Now the client pool properly shut down after getting a bad connection.

Checklist

  • Does npm test pass with this change (including linting)?
  • Is the new or changed code fully tested?
  • Is a documentation update included (if this change modifies existing APIs, or introduces new ones)? Just a Bug fix.

@nkaradzhov nkaradzhov self-requested a review September 23, 2025 07:41
@nkaradzhov
Copy link
Collaborator

@ntvviktor looks like you broke the tests

@ntvviktor
Copy link
Contributor Author

ntvviktor commented Sep 24, 2025

@ntvviktor looks like you broke the tests

hey nkaradzhov, I am considering, even though fixing the code logic of the DoublyLinkedList will properly shut down the bad host request for redis connection, but it will break the sentinel client tests. I believe it has been somehow coded to pass with the error of issue:

TypeError: Cannot set properties of undefined (setting 'next')
  File "/app/node_modules/.pnpm/@redis+client@5.8.0/node_modules/@redis/client/dist/lib/client/linked-list.js", line 76, col 32, in DoublyLinkedList.remove
    node.previous.next = node.next;

I will investigate further to try to triage and fix the root cause.

@ntvviktor
Copy link
Contributor Author

ntvviktor commented Sep 25, 2025

In the case of the issue above, seems like the RedisClientPool use the Doubly Linked List for a client in use store, so when there is an error such as bad host request as the issue described, the bang mark node.previous!.next in the remove() function in DoublyLinkedList lead to the TypeError since it calls remove() twice, in the catch, and in the #returnClient.

async #create() {
    const node = this._self.#clientsInUse.push(
      this._self.#clientFactory()
        .on('error', (err: Error) => this.emit('error', err))
    );

    try {
      const client = node.value;
      await client.connect();
    } catch (err) {
      this._self.#clientsInUse.remove(node);
      throw err;
    }

    this._self.#returnClient(node);
  }

I fix using the if statement to check for the previous is not enough, and found out a root cause from RedisCommandQueue also using Doubly Linked List.
It uses a for loop statement over an iterator *nodes() function while using remove() in the loop, leading to a TimeOut command execution in the Test, so in this PR I also trying to fix that by changing the iterator function *nodes() to make sure setting node.next to undefined at shift(), unshift(), and remove() will be safe.

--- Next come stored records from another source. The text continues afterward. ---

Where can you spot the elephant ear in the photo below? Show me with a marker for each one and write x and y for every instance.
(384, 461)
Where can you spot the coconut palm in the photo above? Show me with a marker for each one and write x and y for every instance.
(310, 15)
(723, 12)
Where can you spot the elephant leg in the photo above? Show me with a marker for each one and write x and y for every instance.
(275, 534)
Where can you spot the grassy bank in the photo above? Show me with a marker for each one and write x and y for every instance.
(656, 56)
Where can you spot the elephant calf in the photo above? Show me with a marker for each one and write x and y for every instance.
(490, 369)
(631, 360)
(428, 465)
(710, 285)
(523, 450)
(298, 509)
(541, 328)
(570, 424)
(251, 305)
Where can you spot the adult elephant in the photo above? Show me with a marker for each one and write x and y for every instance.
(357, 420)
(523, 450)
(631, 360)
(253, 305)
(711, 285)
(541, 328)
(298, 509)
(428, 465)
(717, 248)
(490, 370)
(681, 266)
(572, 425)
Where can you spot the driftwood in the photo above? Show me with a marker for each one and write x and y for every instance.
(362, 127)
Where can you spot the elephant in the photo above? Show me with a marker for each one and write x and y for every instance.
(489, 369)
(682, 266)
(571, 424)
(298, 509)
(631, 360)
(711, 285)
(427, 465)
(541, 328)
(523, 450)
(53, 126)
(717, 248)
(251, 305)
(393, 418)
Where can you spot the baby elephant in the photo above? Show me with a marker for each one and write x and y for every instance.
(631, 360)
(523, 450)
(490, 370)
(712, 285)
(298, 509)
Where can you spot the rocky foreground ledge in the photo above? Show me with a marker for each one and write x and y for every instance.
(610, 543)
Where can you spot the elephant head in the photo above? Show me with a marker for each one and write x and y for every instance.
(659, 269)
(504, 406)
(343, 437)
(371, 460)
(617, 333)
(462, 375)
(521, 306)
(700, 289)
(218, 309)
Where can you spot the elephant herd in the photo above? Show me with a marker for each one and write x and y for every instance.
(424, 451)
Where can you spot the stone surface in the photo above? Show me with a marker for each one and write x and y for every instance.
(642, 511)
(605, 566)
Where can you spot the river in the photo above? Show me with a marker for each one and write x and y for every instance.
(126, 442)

I ran all tests locally and it currently works as expected. @nkaradzhov Please help me enable the pipeline to see whether my fix break anything. Thanks!

@ntvviktor
Copy link
Contributor Author

Hi @nkaradzhov, please help me review the code, thanks in advance

@nkaradzhov
Copy link
Collaborator

@ntvviktor the PR looks to be damaged somehow, it looks like ther are some unwanted changes after a merge?

@ntvviktor ntvviktor force-pushed the fix-doubly-linked-list-push branch from c03c34f to 234f1b6 Compare October 1, 2025 01:26
@ntvviktor
Copy link
Contributor Author

@ntvviktor the PR looks to be damaged somehow, it looks like ther are some unwanted changes after a merge?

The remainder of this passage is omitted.